Common self-assessment mistakes

  • Writing a policy but keeping no evidence. A policy document alone does not prove a control operates, save configuration screenshots, logs, and reports.
  • Treating Level 1 like it allows a POA&M. It does not. Every requirement must be fully MET before you affirm.
  • Scoping too broadly. Only systems that handle FCI are in scope. A clean boundary makes the assessment far simpler.
  • Letting the wrong person affirm. The affirmation must be signed by a senior official who accepts personal responsibility under 32 CFR § 170.22.
  • Forgetting it is annual. The self-assessment and affirmation must be renewed every 12 months.

CMMC Level 1 Self-Assessment: FAQ

What is a CMMC Level 1 self-assessment?

A CMMC Level 1 self-assessment is the contractor's own annual review confirming that it meets the 15 basic safeguarding requirements of FAR 52.204-21 for protecting Federal Contract Information (FCI). Unlike CMMC Level 2, Level 1 does not require a third-party (C3PAO) assessor, the contractor assesses itself, a senior official affirms the result, and the affirmation is posted in SPRS.

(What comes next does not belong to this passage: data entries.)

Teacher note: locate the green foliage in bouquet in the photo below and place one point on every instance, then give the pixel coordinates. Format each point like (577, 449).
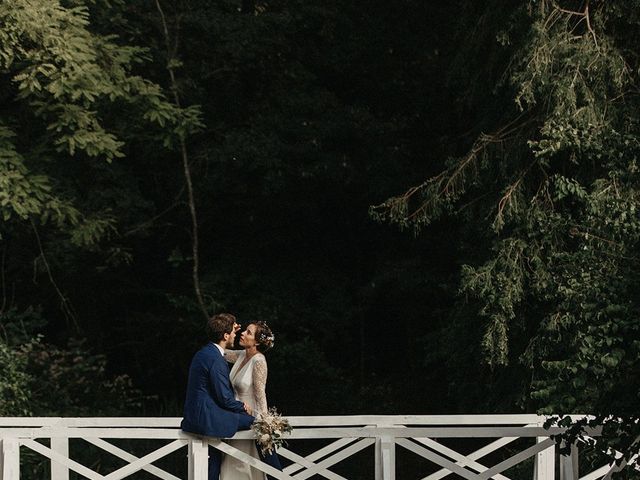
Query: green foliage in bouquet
(270, 428)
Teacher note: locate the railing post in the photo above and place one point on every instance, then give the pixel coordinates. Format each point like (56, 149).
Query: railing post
(9, 459)
(544, 466)
(385, 458)
(61, 446)
(198, 459)
(569, 464)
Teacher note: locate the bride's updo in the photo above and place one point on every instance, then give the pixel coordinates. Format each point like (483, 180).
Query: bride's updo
(264, 337)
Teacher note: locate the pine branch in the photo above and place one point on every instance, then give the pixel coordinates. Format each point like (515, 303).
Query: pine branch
(185, 164)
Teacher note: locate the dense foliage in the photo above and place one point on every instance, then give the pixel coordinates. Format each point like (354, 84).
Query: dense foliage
(265, 130)
(554, 193)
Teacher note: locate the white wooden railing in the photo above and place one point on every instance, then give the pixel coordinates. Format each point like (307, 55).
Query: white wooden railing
(511, 439)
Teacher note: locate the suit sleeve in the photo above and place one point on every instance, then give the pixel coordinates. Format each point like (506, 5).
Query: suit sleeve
(222, 391)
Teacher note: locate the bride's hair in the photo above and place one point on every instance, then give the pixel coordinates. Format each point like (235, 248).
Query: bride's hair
(264, 336)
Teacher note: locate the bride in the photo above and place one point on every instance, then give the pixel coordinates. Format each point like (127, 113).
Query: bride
(249, 380)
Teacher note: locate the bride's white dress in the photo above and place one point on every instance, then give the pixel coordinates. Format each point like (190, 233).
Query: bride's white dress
(249, 380)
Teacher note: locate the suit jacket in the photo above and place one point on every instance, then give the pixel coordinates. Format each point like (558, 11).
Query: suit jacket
(210, 408)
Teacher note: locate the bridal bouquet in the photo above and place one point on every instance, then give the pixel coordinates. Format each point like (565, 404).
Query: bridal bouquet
(269, 428)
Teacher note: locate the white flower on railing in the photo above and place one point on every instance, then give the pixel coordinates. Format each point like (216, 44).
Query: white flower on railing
(270, 427)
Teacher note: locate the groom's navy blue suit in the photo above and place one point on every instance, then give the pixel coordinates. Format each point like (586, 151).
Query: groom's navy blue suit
(211, 408)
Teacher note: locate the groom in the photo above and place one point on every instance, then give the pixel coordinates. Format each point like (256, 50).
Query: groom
(211, 408)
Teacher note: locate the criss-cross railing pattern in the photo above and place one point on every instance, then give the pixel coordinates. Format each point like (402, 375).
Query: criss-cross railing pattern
(500, 443)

How do I do a CMMC self-assessment?

Define your FCI scope, assess each of the 15 requirements against the NIST SP 800-171A objectives using Examine/Interview/Test, mark each MET or NOT MET, collect evidence, document everything in a System Security Plan, have a senior official affirm the result, and post the affirmation in SPRS. The cycle repeats every 12 months.

Is a CMMC Level 1 self-assessment scored?

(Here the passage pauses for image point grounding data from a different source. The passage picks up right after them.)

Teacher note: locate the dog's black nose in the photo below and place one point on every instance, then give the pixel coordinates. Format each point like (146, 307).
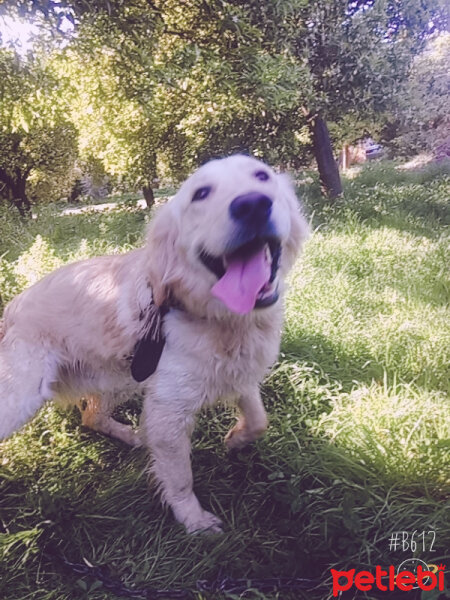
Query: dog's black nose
(251, 208)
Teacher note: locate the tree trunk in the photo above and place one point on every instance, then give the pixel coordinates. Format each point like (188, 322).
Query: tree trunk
(20, 198)
(149, 196)
(328, 168)
(16, 191)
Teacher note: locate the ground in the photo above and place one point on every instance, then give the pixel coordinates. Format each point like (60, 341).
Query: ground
(358, 445)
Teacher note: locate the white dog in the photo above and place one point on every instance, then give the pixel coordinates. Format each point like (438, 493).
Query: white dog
(203, 296)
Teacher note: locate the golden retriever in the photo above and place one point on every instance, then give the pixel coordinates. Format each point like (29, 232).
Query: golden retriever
(192, 317)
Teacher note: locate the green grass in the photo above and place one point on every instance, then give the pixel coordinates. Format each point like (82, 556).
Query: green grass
(358, 445)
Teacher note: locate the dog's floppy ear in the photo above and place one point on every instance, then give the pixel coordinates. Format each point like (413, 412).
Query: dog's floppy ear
(299, 226)
(161, 248)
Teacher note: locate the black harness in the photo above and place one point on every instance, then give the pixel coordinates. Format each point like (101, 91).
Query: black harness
(148, 349)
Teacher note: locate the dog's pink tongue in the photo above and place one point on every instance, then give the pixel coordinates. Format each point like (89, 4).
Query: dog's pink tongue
(243, 280)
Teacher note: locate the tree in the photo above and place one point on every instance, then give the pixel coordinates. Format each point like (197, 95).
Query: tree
(420, 117)
(207, 78)
(35, 135)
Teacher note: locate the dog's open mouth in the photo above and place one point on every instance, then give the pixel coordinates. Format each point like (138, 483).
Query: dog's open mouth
(247, 275)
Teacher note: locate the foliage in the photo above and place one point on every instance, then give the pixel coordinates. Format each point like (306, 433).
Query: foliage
(37, 142)
(421, 115)
(356, 447)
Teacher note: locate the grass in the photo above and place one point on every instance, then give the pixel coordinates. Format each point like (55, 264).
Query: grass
(358, 446)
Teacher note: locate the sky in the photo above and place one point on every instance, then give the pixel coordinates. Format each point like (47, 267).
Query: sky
(20, 33)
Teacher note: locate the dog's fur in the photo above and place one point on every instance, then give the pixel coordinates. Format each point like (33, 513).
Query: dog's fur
(70, 336)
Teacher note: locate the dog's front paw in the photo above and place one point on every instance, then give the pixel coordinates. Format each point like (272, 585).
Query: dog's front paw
(207, 523)
(240, 435)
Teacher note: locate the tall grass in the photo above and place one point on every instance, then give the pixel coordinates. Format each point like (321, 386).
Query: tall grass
(358, 445)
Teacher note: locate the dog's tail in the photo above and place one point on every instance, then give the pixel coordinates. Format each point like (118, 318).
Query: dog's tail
(22, 369)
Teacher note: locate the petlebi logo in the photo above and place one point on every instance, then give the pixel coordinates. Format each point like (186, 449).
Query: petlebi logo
(412, 573)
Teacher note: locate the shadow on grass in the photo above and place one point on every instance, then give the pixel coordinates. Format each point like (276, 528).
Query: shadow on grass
(292, 506)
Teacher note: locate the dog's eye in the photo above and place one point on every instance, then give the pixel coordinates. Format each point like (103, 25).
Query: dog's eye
(201, 193)
(262, 175)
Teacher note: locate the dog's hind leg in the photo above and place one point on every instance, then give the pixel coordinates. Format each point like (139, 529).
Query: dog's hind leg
(26, 376)
(96, 414)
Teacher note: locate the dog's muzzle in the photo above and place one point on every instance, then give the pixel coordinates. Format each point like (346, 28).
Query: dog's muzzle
(246, 273)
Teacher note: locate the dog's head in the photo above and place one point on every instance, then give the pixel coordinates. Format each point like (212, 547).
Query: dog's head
(227, 239)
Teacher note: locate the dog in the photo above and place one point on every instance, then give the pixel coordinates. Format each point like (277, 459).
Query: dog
(193, 316)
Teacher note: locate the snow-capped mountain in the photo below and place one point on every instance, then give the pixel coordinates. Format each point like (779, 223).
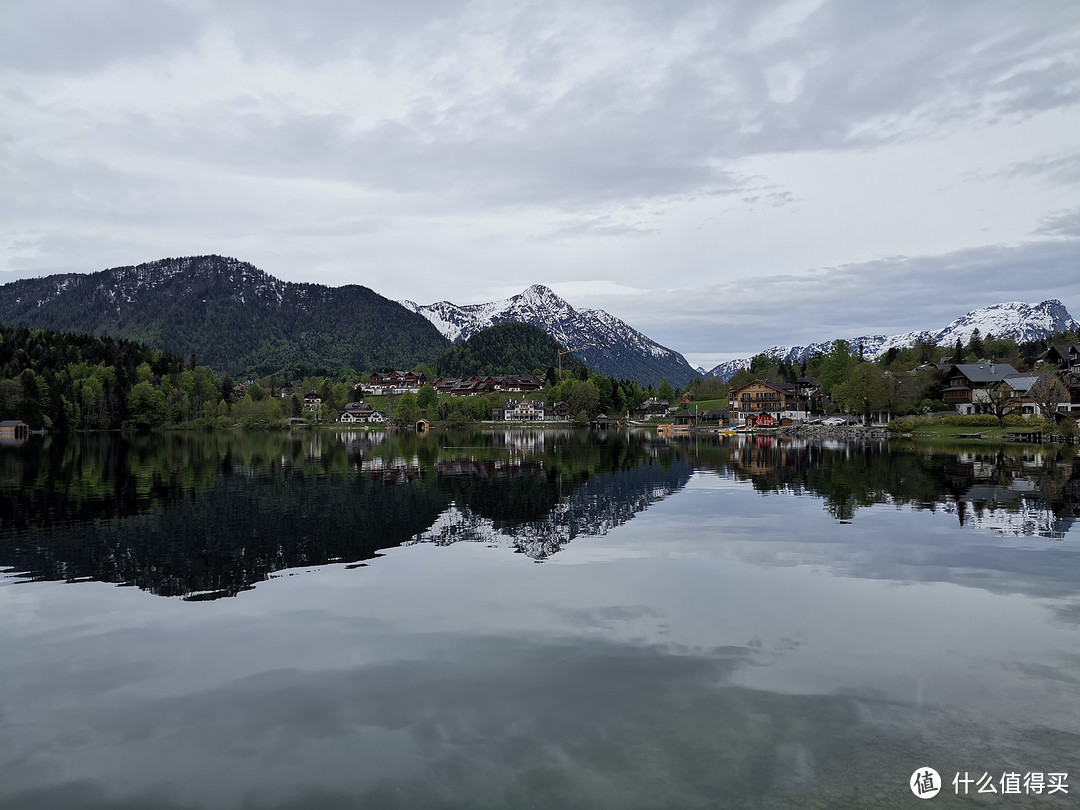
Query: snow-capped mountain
(1023, 322)
(610, 346)
(230, 314)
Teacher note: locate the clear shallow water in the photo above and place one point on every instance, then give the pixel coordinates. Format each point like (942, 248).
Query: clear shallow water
(725, 623)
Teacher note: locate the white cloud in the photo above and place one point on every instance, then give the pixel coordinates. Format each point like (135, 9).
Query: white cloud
(693, 161)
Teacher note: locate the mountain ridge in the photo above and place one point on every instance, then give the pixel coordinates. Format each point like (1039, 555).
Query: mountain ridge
(229, 313)
(1023, 322)
(608, 345)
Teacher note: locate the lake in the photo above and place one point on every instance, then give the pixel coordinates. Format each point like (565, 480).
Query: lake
(536, 619)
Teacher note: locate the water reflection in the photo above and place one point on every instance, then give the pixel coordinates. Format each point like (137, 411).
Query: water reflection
(208, 515)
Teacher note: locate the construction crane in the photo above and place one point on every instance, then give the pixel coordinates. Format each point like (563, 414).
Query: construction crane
(567, 351)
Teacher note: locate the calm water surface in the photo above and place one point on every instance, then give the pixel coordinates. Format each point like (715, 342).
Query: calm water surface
(532, 620)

No. CMMC Level 1 is binary, every requirement is either MET or NOT MET, and all 15 must be MET to affirm. The numeric SPRS score from −203 to 110 applies only to CMMC Level 2 (the NIST SP 800-171 assessment). At Level 1 there is no score and no POA&M.

Can I use a POA&M for CMMC Level 1?

No. Plans of Action & Milestones are not permitted at CMMC Level 1. Every one of the 15 requirements must be fully implemented before a senior official can affirm. If any requirement is NOT MET, you are not eligible to affirm until it is remediated.

Who can sign the CMMC Level 1 affirmation?

A senior official of the company, typically the owner, CEO, or an equivalent executive, affirms the self-assessment in SPRS. Under 32 CFR § 170.22 that official is personally responsible for the accuracy of the affirmation.

How long must I keep CMMC self-assessment records?

Six (6) years. 32 CFR 170.15(c)(2) says the artifacts used as evidence for the assessment must be retained for six (6) years from your CMMC Status Date, which is the date your results are submitted to SPRS. Keep your System Security Plan, evidence, and SPRS confirmation together so you can produce them if a prime or contracting officer asks.

How often is the CMMC Level 1 self-assessment required?

Annually. The self-assessment must be performed and the senior-official affirmation renewed in SPRS every 12 months. Each affirmation covers the most recent assessment cycle.